When you're going from the lowest point, it's usually prudent to start at 0. So we'll need some sort of loop, and because we don't know how many times we'll look, we'll implement a while loop.
boolean numberFound = false;
while(!numberFound) {
// Loops while a number has not been found.
}
We also need to keep track of our current number, so we'll declare a pointer p.
int p = 0;
boolean numberFound = false;
while(!numberFound) {
}
Now, let's assume you've got all these values in an array. So 1 is in position 0, 2 is in position 1 etc. You need to get the first value of p. Now, for any value of p between 9 and 0 inclusively, we can just grab the number of occurrences, so we do something like:
if(p <= 9 && p >= 0) {
// Get the number of occurrences.
int numberOfDigits = digits[p] // Digits is your array as described above.
if(numberOfDigits == 0) {
// You only need one digit to represent this number.
// If you don't have one digit, you've just found a number that works.
numberFound = true;
}
}
Next, you'll need to deal with numbers larger than 9. Because this has more than one digit, you'll need to do this in stages:
First, convert the Integer into a String.
Next, cycle through each character in that String.
Parse that character back to an integer, and grab the value from the array.
Get the number of times that character occurs in a string.

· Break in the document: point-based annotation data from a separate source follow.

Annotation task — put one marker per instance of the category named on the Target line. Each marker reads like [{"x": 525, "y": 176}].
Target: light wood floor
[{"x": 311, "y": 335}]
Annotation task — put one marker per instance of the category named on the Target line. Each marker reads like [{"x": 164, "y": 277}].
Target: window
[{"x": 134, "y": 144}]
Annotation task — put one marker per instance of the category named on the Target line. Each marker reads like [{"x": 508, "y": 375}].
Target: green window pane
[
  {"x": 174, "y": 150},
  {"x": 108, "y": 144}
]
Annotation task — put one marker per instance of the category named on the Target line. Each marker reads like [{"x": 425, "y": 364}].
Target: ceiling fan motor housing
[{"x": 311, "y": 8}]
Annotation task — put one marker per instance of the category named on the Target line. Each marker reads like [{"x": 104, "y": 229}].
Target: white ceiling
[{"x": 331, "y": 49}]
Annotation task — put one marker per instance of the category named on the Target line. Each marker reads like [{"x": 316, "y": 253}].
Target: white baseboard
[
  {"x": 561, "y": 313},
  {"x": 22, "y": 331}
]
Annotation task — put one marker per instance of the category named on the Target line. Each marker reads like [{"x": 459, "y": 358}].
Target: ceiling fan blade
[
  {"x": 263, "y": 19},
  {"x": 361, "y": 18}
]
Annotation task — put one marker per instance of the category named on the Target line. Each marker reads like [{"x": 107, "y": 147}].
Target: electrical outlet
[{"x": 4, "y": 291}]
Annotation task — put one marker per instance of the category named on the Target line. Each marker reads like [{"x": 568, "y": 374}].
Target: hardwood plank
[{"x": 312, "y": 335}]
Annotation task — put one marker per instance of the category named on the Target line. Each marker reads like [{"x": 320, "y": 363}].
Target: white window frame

If the value in the array is less than the number of times that value occurs..
You've found a number.
Else, keep looping.
Good luck with the last part of the solution. As a general rule, when it looks like someone hasn't made much of an effort with a problem, I don't provide the entire solution.
My understanding is the same as Joffrey's algo.
Write a method like:
public boolean checkIfInGroup(int value) {
...
}
then you can create a loop in your outer method:
int n=0;
while (checkIfInGroup(n)) {
n++;
}
return n;
The challenge would be how to optimize the checkIfInGroup() method.
If I understood you correctly, you have one Array with numbers from 0 - 9 and another one with the same numbers in a different order. You want to know, which number is the one below the smallest displayable. So, if I understood you correctly, it should always be -1, because, if you have numbers from 0 - 9, 0 is the lowest displayable number, so -1 is the one beneath that. Could I help?